6. Ingevolge artikel 13 van het BABW kan in het verkeersbesluit tot plaatsing van borden die de snelheid, het parkeren of geslotenverklaringen betreffen alsmede van bord G7, worden bepaald dat de door deze borden aangeduide geboden of verboden gelden in een bepaald gebied.
7. De rechtbank stelt vast dat met de omzetting geen sprake is van het ontstaan of wijzigen van een gebod of verbod als bedoeld in artikel 15, eerste lid, van de WVW 1994. De geldende maximumsnelheid blijft immers ongewijzigd. In zoverre is dus geen sprake van een rechtsgevolg. Ook overigens kan uit de van toepassing zijnde regelgeving, waaronder de Uitvoeringsvoorschriften BABW inzake verkeerstekens, niet worden afgeleid dat er een onderscheid in rechtsgevolg bestaat tussen een 30 km/u zone en een wegvak met een maximumsnelheid van 30 km/u.

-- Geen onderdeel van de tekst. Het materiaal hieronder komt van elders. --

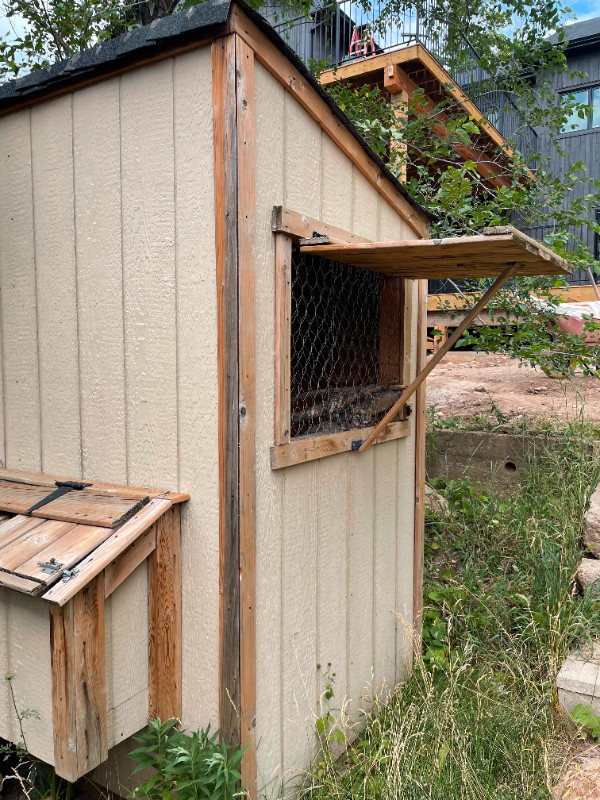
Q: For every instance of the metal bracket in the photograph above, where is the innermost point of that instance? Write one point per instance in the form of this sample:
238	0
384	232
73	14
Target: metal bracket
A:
70	573
50	566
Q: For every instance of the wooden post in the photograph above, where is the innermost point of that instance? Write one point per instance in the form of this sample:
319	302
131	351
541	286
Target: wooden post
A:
164	618
78	660
410	390
247	408
226	210
393	83
420	424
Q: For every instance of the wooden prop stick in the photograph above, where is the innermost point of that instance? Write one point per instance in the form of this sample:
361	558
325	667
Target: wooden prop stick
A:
408	392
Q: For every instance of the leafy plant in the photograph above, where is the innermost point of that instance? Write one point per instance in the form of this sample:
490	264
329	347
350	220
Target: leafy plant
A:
585	715
477	719
187	766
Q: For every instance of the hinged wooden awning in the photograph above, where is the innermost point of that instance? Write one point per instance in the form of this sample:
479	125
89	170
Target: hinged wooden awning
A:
56	535
459	257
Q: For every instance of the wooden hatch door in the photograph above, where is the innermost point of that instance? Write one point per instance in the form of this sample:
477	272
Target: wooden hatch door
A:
71	544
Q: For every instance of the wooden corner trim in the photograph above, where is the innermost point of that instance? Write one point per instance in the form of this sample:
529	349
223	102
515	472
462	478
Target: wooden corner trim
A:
295	83
226	210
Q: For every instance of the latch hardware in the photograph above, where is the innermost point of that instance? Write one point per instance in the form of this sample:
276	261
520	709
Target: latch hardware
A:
50	566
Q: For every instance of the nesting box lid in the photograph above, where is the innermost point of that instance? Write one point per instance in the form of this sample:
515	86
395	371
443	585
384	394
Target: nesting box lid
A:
57	534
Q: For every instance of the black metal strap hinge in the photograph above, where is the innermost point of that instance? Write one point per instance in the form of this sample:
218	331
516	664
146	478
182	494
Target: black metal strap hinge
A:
63	487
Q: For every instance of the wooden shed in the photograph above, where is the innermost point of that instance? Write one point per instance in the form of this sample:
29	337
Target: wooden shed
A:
195	297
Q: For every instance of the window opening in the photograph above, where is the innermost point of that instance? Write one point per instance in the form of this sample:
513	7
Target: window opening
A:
340	377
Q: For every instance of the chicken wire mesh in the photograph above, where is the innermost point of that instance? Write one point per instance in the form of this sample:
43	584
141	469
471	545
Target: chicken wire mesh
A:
335	381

8. Eisers hebben betoogd dat de omzetting gevolgen heeft voor de wijze waarop verweerder de betrokken weg dient in te richten. Zij hebben daartoe verwezen naar de richtlijn Duurzaam Veilig. De rechtbank overweegt echter dat ingevolge artikel 15, tweede lid van de WVW 1994, het feitelijke inrichten van een weg slechts krachtens een verkeersbesluit geschiedt, indien de maatregelen leiden tot een beperking of uitbreiding van het aantal categorieën weggebruikers dat van een weg of weggedeelte gebruik kan maken. Daarvan is bij maatregelen om de maximumsnelheid van 30 km/u te waarborgen geen sprake. Dit maakt dat tegen het al dan niet nemen van dergelijke feitelijk maatregelen geen bestuursrechtelijke rechtsbescherming openstaat, zodat het hetgeen eisers hebben aangevoerd over de inrichting van de weg conform Duurzaam Veilig evenmin maakt dat de omzetting van de 30 km/u zone naar een weg met wegvakken met een maximumsnelheid van 30 km/u op rechtsgevolg is gericht.
9. Uit het voorgaande volgt dat het omzetten van de 30 km/u zone naar een weg met wegvakken met een maximumsnelheid van 30 km/u, geen besluit is in de zin van artikel 1:3, eerste lid, van de Awb. Op grond van artikel 8:1, eerste lid, van de Awb staat bij de rechtbank geen beroep open tegen deze beslissing.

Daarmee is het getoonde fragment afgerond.